- Born: June 6, 1841 Dover, Delaware
- Died: August 2, 1880 (aged 39) Williamsburg, Virginia
- Buried: Old Drawyers Presbyterian Churchyard, Odessa, Delaware
- Allegiance: United States Union
- Branch: United States Army Union Army
- Service years: 1861–1865
- Rank: Colonel Brevet Brigadier General
- Commands: 3rd Brigade—2nd Division—II Corps 1st Delaware Infantry Regiment 39th New York Infantry Regiment
- Conflicts: American Civil War Battle of Antietam; Battle of Fredericksburg; Battle of Chancellorsville; Battle of Bristoe Station; Mine Run Campaign; Battle of the Wilderness; Battle of Spotsylvania Courthouse; Battle of Cold Harbor; Siege of Petersburg; Appomattox Campaign;
- Other work: Internal Revenue Service assessor

= Daniel Woodall =

Daniel Woodall (June 6, 1841 – August 2, 1880) was an American Union army officer during the period of the American Civil War. He served in the 1st Delaware Infantry Regiment, and fought in the Eastern Theater.

Daniel Woodall was born on June 6, 1841, in Dover, Delaware. Woodall worked as a civil engineer when the American Civil War erupted. Volunteering for the 1st Delaware Infantry Regiment, a volunteer unit mustered for 3 months of service in early 1861, he was commissioned a second lieutenant of Company H. When the regiment's enlistment term ended in August it was rebuilt in Wilmington for a service time of 3 years. As the regimental officers were to be appointed again Woodall was named Captain of Company F on September 28, 1861. The regiment was assigned to the II Corps of the Army of the Potomac; for service in the Eastern Theater. Leading his men into the Battle of Antietam on September 17, 1862, Woodall was shot in the arm. After the Battle of Fredericksburg Woodall was promoted to major on December 30, 1862.

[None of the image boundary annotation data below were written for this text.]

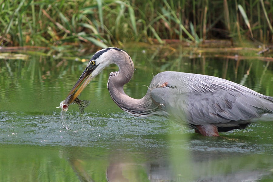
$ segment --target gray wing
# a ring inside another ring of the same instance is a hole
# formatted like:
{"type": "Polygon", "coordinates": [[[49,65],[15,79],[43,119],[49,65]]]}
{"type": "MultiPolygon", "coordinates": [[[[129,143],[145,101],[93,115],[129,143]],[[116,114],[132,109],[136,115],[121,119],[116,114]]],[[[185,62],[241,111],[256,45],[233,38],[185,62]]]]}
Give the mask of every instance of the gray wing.
{"type": "Polygon", "coordinates": [[[214,76],[165,72],[150,86],[152,99],[168,117],[194,125],[249,120],[273,112],[273,98],[214,76]]]}

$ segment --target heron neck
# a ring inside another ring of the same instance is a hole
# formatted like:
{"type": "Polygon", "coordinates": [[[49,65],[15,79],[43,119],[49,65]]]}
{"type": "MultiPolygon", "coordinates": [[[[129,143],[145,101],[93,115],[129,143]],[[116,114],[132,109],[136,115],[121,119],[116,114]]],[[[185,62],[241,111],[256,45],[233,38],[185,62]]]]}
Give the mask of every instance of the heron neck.
{"type": "Polygon", "coordinates": [[[124,85],[129,82],[133,73],[134,68],[133,62],[131,63],[129,63],[130,66],[126,65],[126,63],[118,65],[119,71],[110,74],[107,83],[108,89],[112,99],[122,110],[136,116],[148,116],[156,107],[151,99],[150,90],[140,99],[130,97],[123,90],[124,85]]]}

In the Battle of Chancellorsville on May 3, 1863, Woodall was wounded again, this time by an artillery shell hitting his left leg calf. Being on convalescence leave until late July he missed the Battle of Gettysburg. On July 30, 1863 Woodall was detached from the regiment and temporarily took command of the 39th New York Infantry Regiment that was attached to the same brigade. At the Battle of Bristoe Station Major Woodall, serving with his Delawarians again, led half of the regiment as brigade skirmishers and was praised by his brigade (and regiment) commander, Colonel Thomas Alfred Smyth.

Woodall was promoted to lieutenant colonel on November 5, 1863 and led the regiment into the Mine Run Campaign. On court martial duty in February 1864, he returned to fight in the Battle of the Wilderness and the Battle of Spotsylvania Courthouse. He was shot through the foot at Spotsylvania but returned to command his regiment during the Battle of Cold Harbor and the Siege of Petersburg.

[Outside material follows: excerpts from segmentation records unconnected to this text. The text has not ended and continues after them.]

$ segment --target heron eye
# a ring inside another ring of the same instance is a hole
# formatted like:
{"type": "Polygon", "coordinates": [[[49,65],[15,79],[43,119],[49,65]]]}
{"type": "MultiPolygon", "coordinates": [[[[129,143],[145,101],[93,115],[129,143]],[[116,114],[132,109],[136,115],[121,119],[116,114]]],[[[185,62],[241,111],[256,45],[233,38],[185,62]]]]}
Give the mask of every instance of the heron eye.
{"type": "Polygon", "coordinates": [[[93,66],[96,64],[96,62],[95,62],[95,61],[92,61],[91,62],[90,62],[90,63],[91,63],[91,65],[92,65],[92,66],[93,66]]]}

When Smyth was promoted to brigadier general Woodall became colonel of the 1st Delaware, which he actually commanded for nearly a year already; and he was promoted on December 23, 1864. He was in brigade command during parts of the Appomattox Campaign. He was mustered out of the volunteers with his regiment on July 12. At this time Woodall was one of the only four original officers from 1861 still serving with the regiment.

On January 13, 1866, President Andrew Johnson nominated Wildrick for appointment to the grade of brevet brigadier general of volunteers for gallant and meritorious service in the War, to rank from June 15, 1865, and the United States Senate confirmed the appointment on March 12, 1866.

After the war Woodall moved to Williamsburg, Virginia, where he was appointed as district assessor for the Internal Revenue Service. When the office was abolished in 1872 he became a farmer. On August 2, 1880, aged just 39, he died unexpectedly on his farm. Woodall was buried on Old Drawyers Presbyterian Churchyard at Odessa, Delaware.

==Sources & References==
- Murphey, Rev. Thomas G. (1866). "Four years in the War - The History of the First Regiment of Delaware Veteran Volunteers (Infantry)"
- Eicher, John H. (2001). "Civil War High Commands"
- U.S. War Department; The War of the Rebellion : a compilation of the official records of the Union and Confederate armies.; Series I, Washington, D.C.; 1880-1898

==See also==

- List of American Civil War brevet generals (Union)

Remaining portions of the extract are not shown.